PT_DENY_ATTACH is a non-standard ptrace() request type that prevents a debugger from attaching to the calling process. Adam Leventhal recently discovered that Leopard extends PT_DENY_ATTACH to prevent introspection into processes using dtrace. This article will cover disabling PT_DENY_ATTACH for all processes on Mac OS X 10.5. Over the previous few years, I’ve provided similar hacks for both Mac OS X 10.4, and 10.3.
Since Landon used to work in the Kernel/BSD Group at Apple it’s not a stretch to think he knows something about the inner workings of OS X.
Think ill guy buy a bluray drive, hire movies, dtrace them so i can crack them and sell the copies on ebay, then ill go hack the itunes drm and give the spoils away for free on bit torrent … Ill have to look around to see what other stuff i can do after that 🙂
Or i might just go apply the patch and be happy my drace will work as advertised … undecided !
Ohh and good man Landon for taking the time to do this….
Edited 2008-01-24 00:22 UTC
Damn edit expired on me .. apologies for the double post .. This patch works it seems, Adams test d script shows the probe firing every 10 secs even with iTunes running, only 5 mins to compile and attach teh extension too, dmesg shows exactly what Landon says 🙂
Macintosh-2:Deployment Cass$ ps -ef |grep iTunes|egrep -v “Helper|grep”

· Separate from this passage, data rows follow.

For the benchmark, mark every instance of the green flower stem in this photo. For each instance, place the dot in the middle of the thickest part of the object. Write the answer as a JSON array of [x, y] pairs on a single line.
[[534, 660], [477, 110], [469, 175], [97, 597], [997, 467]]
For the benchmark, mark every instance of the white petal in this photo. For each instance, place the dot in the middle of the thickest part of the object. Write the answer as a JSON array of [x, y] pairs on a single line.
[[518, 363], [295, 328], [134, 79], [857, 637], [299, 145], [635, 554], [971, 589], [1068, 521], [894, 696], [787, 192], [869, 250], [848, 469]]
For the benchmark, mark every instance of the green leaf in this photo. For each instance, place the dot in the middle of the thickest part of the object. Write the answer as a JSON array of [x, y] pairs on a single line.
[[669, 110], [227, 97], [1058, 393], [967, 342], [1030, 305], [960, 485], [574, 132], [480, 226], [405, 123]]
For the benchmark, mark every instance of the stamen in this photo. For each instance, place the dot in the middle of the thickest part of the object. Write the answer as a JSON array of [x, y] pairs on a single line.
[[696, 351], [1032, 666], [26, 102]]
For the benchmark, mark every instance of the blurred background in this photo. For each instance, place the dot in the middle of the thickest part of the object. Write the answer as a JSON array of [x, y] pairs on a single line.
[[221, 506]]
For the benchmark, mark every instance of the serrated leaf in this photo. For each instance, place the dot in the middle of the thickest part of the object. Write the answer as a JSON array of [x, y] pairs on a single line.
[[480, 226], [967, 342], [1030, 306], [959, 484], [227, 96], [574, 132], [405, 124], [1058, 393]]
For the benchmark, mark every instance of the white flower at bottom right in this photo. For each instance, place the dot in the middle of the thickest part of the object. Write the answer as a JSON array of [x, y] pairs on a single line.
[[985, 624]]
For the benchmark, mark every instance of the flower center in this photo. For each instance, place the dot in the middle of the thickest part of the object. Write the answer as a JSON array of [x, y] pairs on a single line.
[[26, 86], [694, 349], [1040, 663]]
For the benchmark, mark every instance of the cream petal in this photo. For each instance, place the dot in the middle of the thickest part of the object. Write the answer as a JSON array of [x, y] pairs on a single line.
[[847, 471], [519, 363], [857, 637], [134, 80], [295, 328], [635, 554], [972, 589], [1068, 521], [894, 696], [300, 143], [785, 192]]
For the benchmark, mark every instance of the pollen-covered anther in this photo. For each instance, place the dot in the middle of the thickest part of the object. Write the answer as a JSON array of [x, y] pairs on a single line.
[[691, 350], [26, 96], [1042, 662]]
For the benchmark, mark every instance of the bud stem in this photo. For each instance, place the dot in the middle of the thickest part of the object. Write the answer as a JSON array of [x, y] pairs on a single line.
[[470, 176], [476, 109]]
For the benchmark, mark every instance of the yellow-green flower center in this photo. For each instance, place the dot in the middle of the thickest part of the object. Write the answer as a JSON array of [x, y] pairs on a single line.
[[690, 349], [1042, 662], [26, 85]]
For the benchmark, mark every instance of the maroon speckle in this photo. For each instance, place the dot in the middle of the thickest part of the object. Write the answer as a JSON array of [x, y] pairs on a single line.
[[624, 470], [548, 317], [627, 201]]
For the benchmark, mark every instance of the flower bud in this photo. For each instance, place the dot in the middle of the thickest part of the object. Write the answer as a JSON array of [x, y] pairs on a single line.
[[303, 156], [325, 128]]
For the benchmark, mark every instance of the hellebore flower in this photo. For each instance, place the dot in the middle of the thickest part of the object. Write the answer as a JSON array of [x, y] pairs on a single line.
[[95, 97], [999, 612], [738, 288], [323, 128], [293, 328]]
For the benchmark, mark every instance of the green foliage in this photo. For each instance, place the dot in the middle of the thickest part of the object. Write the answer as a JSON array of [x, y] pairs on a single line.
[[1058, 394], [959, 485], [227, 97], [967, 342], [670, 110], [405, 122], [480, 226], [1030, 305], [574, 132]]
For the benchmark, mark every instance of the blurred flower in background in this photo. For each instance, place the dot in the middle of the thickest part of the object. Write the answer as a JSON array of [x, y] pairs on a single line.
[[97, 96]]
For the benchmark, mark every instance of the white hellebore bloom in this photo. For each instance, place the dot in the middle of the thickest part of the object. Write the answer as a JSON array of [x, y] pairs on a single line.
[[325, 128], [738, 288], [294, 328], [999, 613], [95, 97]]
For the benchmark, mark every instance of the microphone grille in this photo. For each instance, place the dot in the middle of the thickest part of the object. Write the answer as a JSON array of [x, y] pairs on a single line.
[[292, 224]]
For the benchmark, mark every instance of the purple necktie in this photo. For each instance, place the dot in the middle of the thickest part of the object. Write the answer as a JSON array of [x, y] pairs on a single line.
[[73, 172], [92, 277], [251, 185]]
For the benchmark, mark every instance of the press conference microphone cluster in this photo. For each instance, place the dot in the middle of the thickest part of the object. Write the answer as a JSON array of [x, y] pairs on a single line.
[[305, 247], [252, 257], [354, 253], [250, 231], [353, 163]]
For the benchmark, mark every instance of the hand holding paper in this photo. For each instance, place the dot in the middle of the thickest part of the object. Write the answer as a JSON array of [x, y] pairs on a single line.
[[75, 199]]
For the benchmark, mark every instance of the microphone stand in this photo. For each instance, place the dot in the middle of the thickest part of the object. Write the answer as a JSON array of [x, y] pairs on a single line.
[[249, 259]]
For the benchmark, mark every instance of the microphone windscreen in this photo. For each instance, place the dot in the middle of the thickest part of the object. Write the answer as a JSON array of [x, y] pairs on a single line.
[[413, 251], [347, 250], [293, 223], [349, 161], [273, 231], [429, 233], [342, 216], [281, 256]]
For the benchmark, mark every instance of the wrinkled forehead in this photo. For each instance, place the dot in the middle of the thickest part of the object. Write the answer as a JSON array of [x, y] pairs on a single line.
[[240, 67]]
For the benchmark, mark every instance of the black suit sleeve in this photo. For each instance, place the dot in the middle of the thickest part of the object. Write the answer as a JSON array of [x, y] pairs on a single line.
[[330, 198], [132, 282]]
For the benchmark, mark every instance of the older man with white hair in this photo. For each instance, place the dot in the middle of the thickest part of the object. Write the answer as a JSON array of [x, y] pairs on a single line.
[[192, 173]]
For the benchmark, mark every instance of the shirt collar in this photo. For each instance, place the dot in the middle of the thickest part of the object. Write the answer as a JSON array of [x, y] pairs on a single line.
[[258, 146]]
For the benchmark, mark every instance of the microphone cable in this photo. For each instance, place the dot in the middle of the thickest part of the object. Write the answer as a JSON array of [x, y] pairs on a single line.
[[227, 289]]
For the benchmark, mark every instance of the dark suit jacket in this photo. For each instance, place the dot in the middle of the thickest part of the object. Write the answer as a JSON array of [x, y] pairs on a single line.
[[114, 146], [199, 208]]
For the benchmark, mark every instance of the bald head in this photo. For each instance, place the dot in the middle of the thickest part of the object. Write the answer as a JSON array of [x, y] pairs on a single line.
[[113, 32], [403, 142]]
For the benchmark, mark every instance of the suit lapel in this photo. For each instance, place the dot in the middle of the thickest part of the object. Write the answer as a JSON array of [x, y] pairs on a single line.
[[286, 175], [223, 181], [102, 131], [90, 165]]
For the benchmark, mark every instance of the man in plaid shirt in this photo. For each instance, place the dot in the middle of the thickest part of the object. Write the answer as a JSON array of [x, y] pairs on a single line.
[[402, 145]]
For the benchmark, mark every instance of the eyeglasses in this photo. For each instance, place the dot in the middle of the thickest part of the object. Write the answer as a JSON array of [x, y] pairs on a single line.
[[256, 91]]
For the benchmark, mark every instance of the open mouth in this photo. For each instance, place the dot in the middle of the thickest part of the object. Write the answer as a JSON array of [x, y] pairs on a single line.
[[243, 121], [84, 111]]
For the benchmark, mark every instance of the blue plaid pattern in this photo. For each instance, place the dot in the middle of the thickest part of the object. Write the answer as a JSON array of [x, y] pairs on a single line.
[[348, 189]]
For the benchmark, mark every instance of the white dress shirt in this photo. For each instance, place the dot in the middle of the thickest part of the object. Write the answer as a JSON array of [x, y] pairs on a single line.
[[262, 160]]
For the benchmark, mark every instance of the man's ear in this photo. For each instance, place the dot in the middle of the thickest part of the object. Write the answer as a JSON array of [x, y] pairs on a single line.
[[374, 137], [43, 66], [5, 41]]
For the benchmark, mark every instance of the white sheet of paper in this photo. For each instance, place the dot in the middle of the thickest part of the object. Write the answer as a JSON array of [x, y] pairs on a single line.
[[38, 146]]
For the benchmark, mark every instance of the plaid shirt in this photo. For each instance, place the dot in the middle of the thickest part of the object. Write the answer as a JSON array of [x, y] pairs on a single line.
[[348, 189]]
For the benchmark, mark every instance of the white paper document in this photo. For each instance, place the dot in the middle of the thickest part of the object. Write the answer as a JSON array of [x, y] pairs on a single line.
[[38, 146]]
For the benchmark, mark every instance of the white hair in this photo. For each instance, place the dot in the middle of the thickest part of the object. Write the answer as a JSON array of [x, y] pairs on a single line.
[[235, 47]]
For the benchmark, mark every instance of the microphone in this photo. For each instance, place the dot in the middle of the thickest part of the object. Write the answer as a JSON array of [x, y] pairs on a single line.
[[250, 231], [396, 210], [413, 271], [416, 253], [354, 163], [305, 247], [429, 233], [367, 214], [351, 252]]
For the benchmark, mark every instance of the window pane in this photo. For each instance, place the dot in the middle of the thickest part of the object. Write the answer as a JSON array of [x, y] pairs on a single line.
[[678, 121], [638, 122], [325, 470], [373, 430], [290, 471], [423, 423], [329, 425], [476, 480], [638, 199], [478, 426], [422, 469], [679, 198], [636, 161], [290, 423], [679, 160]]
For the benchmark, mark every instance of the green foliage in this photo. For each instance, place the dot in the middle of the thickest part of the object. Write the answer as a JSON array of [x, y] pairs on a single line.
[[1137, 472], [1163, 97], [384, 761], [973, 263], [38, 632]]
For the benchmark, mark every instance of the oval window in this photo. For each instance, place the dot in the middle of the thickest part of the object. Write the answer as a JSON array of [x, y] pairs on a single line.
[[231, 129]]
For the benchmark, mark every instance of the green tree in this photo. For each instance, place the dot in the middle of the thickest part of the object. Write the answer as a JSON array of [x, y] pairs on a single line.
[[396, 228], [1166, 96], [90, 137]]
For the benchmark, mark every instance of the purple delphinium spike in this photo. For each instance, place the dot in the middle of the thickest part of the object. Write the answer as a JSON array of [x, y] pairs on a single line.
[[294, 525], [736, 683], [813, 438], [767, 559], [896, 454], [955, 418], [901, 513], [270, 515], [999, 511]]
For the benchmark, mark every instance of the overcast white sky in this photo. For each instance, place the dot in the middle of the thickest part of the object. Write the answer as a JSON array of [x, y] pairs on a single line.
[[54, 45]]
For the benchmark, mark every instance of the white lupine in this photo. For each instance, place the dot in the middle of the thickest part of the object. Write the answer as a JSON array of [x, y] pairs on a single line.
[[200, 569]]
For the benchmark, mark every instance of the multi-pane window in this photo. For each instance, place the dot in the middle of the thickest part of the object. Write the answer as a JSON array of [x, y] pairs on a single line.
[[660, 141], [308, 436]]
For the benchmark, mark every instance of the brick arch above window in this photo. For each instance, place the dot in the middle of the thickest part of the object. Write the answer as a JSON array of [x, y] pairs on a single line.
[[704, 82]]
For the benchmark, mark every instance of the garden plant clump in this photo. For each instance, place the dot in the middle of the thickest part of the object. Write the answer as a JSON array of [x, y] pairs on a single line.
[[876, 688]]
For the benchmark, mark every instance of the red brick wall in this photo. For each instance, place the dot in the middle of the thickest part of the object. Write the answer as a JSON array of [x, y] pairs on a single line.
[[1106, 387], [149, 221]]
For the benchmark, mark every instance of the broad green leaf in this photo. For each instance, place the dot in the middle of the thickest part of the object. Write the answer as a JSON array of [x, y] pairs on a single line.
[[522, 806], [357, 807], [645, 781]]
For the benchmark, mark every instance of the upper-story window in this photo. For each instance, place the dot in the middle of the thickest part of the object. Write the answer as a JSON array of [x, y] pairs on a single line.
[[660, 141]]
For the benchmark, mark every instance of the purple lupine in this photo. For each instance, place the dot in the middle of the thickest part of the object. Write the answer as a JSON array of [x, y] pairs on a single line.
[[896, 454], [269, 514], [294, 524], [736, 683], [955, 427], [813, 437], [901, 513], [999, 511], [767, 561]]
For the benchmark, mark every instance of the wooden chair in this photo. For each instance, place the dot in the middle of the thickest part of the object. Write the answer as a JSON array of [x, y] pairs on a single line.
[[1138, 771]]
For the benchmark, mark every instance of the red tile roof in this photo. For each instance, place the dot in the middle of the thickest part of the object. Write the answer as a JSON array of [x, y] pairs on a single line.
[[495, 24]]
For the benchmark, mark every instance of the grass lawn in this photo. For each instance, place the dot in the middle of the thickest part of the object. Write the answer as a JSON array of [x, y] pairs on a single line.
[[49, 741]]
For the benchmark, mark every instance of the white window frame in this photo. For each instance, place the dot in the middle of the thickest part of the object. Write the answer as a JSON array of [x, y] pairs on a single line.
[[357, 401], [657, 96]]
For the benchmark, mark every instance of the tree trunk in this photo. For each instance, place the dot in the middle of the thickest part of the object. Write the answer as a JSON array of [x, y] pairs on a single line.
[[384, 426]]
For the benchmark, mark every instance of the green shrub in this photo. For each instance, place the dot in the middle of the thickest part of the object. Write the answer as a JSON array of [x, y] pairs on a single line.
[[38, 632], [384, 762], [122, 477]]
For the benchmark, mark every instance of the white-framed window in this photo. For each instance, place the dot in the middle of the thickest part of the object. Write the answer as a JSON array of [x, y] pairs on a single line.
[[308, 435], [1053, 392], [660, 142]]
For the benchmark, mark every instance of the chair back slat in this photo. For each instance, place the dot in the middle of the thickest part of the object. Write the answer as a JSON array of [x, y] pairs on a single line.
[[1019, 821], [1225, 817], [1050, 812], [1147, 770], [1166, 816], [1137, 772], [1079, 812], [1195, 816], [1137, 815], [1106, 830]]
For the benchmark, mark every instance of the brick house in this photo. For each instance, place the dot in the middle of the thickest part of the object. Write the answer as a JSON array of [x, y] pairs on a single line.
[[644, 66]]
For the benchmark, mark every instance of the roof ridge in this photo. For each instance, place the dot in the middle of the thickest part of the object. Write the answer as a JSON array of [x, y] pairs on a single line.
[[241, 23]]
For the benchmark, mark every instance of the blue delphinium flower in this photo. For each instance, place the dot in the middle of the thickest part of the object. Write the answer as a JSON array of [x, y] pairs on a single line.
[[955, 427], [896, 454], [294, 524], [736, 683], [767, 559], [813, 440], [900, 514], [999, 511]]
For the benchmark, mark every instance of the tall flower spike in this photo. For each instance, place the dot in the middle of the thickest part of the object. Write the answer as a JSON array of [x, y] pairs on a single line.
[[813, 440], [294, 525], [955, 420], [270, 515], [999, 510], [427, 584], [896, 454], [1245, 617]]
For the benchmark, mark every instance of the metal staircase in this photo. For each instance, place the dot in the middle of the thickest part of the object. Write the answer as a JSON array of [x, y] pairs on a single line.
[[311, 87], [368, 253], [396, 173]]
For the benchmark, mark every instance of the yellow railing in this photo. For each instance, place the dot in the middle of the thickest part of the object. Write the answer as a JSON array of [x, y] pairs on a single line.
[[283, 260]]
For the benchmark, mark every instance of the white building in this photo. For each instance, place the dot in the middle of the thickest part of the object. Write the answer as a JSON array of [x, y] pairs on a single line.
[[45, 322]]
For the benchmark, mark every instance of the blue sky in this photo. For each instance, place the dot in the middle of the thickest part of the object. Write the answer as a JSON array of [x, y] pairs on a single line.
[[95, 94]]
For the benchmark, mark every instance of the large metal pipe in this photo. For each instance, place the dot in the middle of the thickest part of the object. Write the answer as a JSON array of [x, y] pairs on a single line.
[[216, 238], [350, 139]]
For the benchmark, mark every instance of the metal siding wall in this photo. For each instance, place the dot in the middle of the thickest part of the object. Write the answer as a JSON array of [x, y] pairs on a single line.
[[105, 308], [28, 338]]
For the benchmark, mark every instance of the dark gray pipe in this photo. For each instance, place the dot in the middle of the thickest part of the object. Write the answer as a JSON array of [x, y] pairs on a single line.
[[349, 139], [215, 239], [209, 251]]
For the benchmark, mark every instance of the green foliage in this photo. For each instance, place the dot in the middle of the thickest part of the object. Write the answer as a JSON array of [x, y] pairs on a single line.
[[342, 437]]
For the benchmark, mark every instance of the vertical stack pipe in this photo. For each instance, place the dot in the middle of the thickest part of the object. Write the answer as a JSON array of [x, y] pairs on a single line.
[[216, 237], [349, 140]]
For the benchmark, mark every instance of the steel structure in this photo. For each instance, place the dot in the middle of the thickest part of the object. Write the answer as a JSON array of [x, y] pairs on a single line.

501 34206 141 0 0:01.14 ?? 0:04.11 /Applications/iTunes.app/Contents/MacOS/iTunes -psn_0_1511793
Macintosh-2:Deployment Cass$ sudo dtrace -s test.d |grep tick
dtrace: script ‘test.d’ matched 2 probes
0 22128 :tick-10s
0 22128 :tick-10s
0 22128 :tick-10s
0 22128 :tick-10s
0 22128 :tick-10s
acintosh-2:Deployment Cass$ sudo dtrace -s test2.d
dtrace: script ‘test2.d’ matched 2 probes
CPU ID FUNCTION:NAME
0 22196 :tick-1s
2000
0 22196 :tick-1s
1998
0 22196 :tick-1s
1997
0 22196 :tick-1s
1996
0 22196 :tick-1s
1997
Nice work Landon
Edited 2008-01-24 00:56 UTC
I can see it already. Mac OS is gaining market share, so this nice how-to article will probably get some gears turning in certain corners of the net (well, they probably were already, to be honest).
To install a kext (kernel extension) file as the author does you need to be able to create files with root:wheel. If someone already has that ability all hope is pretty much gone.